Jednocześnie jeden rzecznik to za mało. Potrzeba ich wielu i to na różnych poziomach: centralnym i lokalnym. Co więcej, jak zauważają autorzy międzynarodowego raportu OECD, komunikacja z obywatelami powinna być traktowana jako odrębny fach, a nie coś, co może zrobić z doskoku dowolna wytypowana do tego osoba: „Kluczowym sposobem zapewnienia skutecznej komunikacji jest uznanie komunikacji publicznej za zawód sam w sobie, który wymaga inwestycji, poradnictwa i szkoleń” – piszą.

To wszystko nie są rzeczy nie do przeskoczenia. Nie wymagają przepotężnych nakładów, wymyślania od zera nowych rozwiązań technologicznych czy nowatorskich idei. Skoro dało się to zrobić na szybko, w trakcie pandemii, to czemu nie miałoby się udać na szerszą skalę w okresie względnego spokoju?

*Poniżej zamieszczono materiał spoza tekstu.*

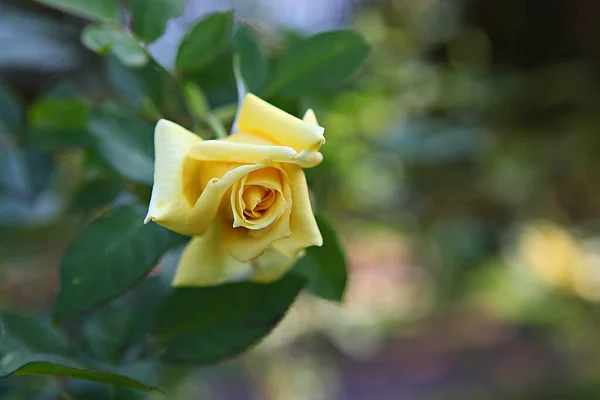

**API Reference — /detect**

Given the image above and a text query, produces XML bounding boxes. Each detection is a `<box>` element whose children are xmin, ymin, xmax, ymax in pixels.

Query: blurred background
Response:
<box><xmin>5</xmin><ymin>0</ymin><xmax>600</xmax><ymax>400</ymax></box>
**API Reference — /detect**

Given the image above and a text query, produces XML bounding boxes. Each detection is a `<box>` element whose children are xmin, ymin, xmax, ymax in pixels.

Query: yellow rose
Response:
<box><xmin>145</xmin><ymin>94</ymin><xmax>325</xmax><ymax>286</ymax></box>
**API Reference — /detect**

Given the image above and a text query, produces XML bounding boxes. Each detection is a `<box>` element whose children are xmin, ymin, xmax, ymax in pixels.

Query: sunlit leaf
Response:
<box><xmin>0</xmin><ymin>352</ymin><xmax>162</xmax><ymax>393</ymax></box>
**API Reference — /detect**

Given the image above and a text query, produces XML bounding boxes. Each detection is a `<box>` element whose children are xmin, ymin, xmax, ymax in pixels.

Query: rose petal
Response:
<box><xmin>189</xmin><ymin>139</ymin><xmax>323</xmax><ymax>168</ymax></box>
<box><xmin>273</xmin><ymin>165</ymin><xmax>323</xmax><ymax>258</ymax></box>
<box><xmin>144</xmin><ymin>119</ymin><xmax>202</xmax><ymax>235</ymax></box>
<box><xmin>222</xmin><ymin>185</ymin><xmax>292</xmax><ymax>261</ymax></box>
<box><xmin>188</xmin><ymin>164</ymin><xmax>265</xmax><ymax>233</ymax></box>
<box><xmin>173</xmin><ymin>221</ymin><xmax>254</xmax><ymax>286</ymax></box>
<box><xmin>302</xmin><ymin>108</ymin><xmax>319</xmax><ymax>126</ymax></box>
<box><xmin>238</xmin><ymin>94</ymin><xmax>325</xmax><ymax>152</ymax></box>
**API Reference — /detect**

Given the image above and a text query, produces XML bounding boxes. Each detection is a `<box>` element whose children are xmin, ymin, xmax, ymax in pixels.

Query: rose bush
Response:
<box><xmin>145</xmin><ymin>94</ymin><xmax>325</xmax><ymax>286</ymax></box>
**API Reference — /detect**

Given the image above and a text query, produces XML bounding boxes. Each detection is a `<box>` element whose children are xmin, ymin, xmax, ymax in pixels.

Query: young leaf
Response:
<box><xmin>88</xmin><ymin>109</ymin><xmax>154</xmax><ymax>184</ymax></box>
<box><xmin>81</xmin><ymin>25</ymin><xmax>149</xmax><ymax>68</ymax></box>
<box><xmin>293</xmin><ymin>217</ymin><xmax>348</xmax><ymax>301</ymax></box>
<box><xmin>37</xmin><ymin>0</ymin><xmax>119</xmax><ymax>22</ymax></box>
<box><xmin>128</xmin><ymin>0</ymin><xmax>187</xmax><ymax>43</ymax></box>
<box><xmin>156</xmin><ymin>276</ymin><xmax>304</xmax><ymax>364</ymax></box>
<box><xmin>175</xmin><ymin>12</ymin><xmax>233</xmax><ymax>73</ymax></box>
<box><xmin>53</xmin><ymin>206</ymin><xmax>185</xmax><ymax>323</ymax></box>
<box><xmin>0</xmin><ymin>352</ymin><xmax>163</xmax><ymax>393</ymax></box>
<box><xmin>0</xmin><ymin>311</ymin><xmax>69</xmax><ymax>354</ymax></box>
<box><xmin>265</xmin><ymin>30</ymin><xmax>369</xmax><ymax>97</ymax></box>
<box><xmin>233</xmin><ymin>24</ymin><xmax>269</xmax><ymax>94</ymax></box>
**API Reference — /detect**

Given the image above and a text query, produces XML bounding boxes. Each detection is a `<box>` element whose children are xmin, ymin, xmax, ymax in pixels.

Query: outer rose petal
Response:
<box><xmin>189</xmin><ymin>138</ymin><xmax>323</xmax><ymax>168</ymax></box>
<box><xmin>144</xmin><ymin>119</ymin><xmax>202</xmax><ymax>235</ymax></box>
<box><xmin>238</xmin><ymin>93</ymin><xmax>325</xmax><ymax>152</ymax></box>
<box><xmin>272</xmin><ymin>165</ymin><xmax>323</xmax><ymax>258</ymax></box>
<box><xmin>173</xmin><ymin>221</ymin><xmax>254</xmax><ymax>286</ymax></box>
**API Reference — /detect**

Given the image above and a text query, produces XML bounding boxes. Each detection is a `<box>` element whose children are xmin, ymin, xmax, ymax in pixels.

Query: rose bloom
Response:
<box><xmin>145</xmin><ymin>94</ymin><xmax>325</xmax><ymax>286</ymax></box>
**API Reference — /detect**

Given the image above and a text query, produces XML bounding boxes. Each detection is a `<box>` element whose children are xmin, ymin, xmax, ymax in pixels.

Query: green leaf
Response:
<box><xmin>0</xmin><ymin>311</ymin><xmax>69</xmax><ymax>354</ymax></box>
<box><xmin>156</xmin><ymin>276</ymin><xmax>304</xmax><ymax>364</ymax></box>
<box><xmin>69</xmin><ymin>177</ymin><xmax>122</xmax><ymax>212</ymax></box>
<box><xmin>265</xmin><ymin>30</ymin><xmax>369</xmax><ymax>97</ymax></box>
<box><xmin>28</xmin><ymin>97</ymin><xmax>88</xmax><ymax>149</ymax></box>
<box><xmin>82</xmin><ymin>276</ymin><xmax>170</xmax><ymax>364</ymax></box>
<box><xmin>37</xmin><ymin>0</ymin><xmax>119</xmax><ymax>22</ymax></box>
<box><xmin>88</xmin><ymin>109</ymin><xmax>154</xmax><ymax>185</ymax></box>
<box><xmin>81</xmin><ymin>25</ymin><xmax>149</xmax><ymax>68</ymax></box>
<box><xmin>233</xmin><ymin>24</ymin><xmax>269</xmax><ymax>93</ymax></box>
<box><xmin>128</xmin><ymin>0</ymin><xmax>187</xmax><ymax>43</ymax></box>
<box><xmin>293</xmin><ymin>217</ymin><xmax>348</xmax><ymax>301</ymax></box>
<box><xmin>0</xmin><ymin>352</ymin><xmax>163</xmax><ymax>393</ymax></box>
<box><xmin>53</xmin><ymin>206</ymin><xmax>185</xmax><ymax>323</ymax></box>
<box><xmin>175</xmin><ymin>12</ymin><xmax>233</xmax><ymax>73</ymax></box>
<box><xmin>0</xmin><ymin>83</ymin><xmax>23</xmax><ymax>131</ymax></box>
<box><xmin>105</xmin><ymin>57</ymin><xmax>187</xmax><ymax>121</ymax></box>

Trzeba przede wszystkim chcieć. Zakasać rękawy i potraktować komunikację z obywatelami jako jeden z priorytetów. Bo Polska dramatycznie potrzebuje większego zaufania do swoich instytucji. Każda złotówka wydana na ten cel to złotówka inwestowana w tworzenie państwa, które obywatele szanują i którego czują się częścią. Innymi słowy – to złotówka na budowanie sprawnej i stabilnej demokracji.